DE LA NÉCESSITÉ DE PÉRENNISER L’ACTION PUBLIQUE
Le pilier I du PMV, dédié à la « grande » agriculture productiviste, présente également des difficultés à pérenniser les contrats d’agrégation. Leur objectif est d’intégrer l’amont et l’aval des différents secteurs de l’agriculture en poussant les agriculteurs – moyennant des subventions – à signer des contrats d’exclusivité avec un industriel. Celui-ci vend les intrants chimiques, fournit un conseil agricole aux agriculteurs et s’engage à acheter toute leur production. En échange, ces derniers s’engagent à suivre ses conseils, acheter ses intrants et à lui vendre toute leur production. Dans les faits, l’agrégateur n’est pas toujours livré par l’agrégé, qui préfère, dans un marché ouvert, vendre au plus offrant plutôt que de se retrouver attaché à un seul gros client, qui se trouve également être son fournisseur. Ainsi, « les agriculteurs avaient-ils tendance, jusqu’ici, à signer des contrats pour bénéficier des subventions et ne les renouvelaient pas ensuite. Il est même arrivé qu’ils ne respectent pas le contrat et ne livrent jamais l’agrégateur, car un acheteur s’était présenté sur le marché avec un meilleur prix », explique Khawla Hdidi, ingénieure agronome. Pour que ces contrats durent, il faut que les partenaires perçoivent pleinement leur intérêt dans l’affaire. Selon Khawla Hdidi, les gains de rendement des agriculteurs sont tels qu’ils ont un net intérêt à renouveler le contrat, mais ils sont méfiants et ce n’est « qu’au bout de trois ou quatre années que l’on parvient à établir des relations de confiance qui permettent à l’agrégation de porter ses fruits. »
Au niveau du ministère de l’Agriculture, une prise de conscience de la nécessité de pérenniser l’action publique se fait progressivement.

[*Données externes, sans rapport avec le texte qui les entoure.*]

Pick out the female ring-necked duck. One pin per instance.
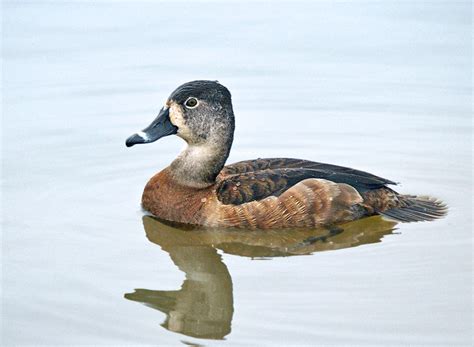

Déjà, en 2016, la loi sur l’agrégation a été amendée : « Les subventions sont désormais lissées dans le temps, voire conditionnées au respect du contrat d’agrégation, pour assurer sa pérennité », souligne Khawla Hdidi. « Je ressens une nette inflexion de la politique agricole, depuis peu. Alors qu’au début, on pouvait parler d’intensification à outrance, le PMV commence à subventionner des expériences d’agroécologie en bio et en semis direct, reconnaît avec satisfaction Mostafa Errahj. De nombreux colloques et l’évolution des textes de lois prouvent cette nouvelle sensibilité. » En parallèle, les pouvoirs publics essaient également de saisir le monde rural comme un tout, un ensemble fragile dont on ne peut pas isoler l’agriculture pour la subventionner selon le même barème que l’agriculture productiviste. Le ministère de l’Agriculture a ainsi créé une direction de développement de l’espace rural et des zones de montagne et adopté une stratégie dédiée en juillet 2015. Quant à l’eau, sans laquelle rien n’est possible, le gouvernement ne semble toujours pas prêt à prioriser la préservation de la ressource sur la productivité agricole (voir article ci-dessous) et tente le compromis. Aujourd’hui, « c’est là que la force publique doit s’exercer, estime Mohamed Errahj. Les cartes de vocation des sols ne doivent pas seulement servir à déterminer où l’on peut cultiver, mais également où l’on n’a pas le droit de le faire ».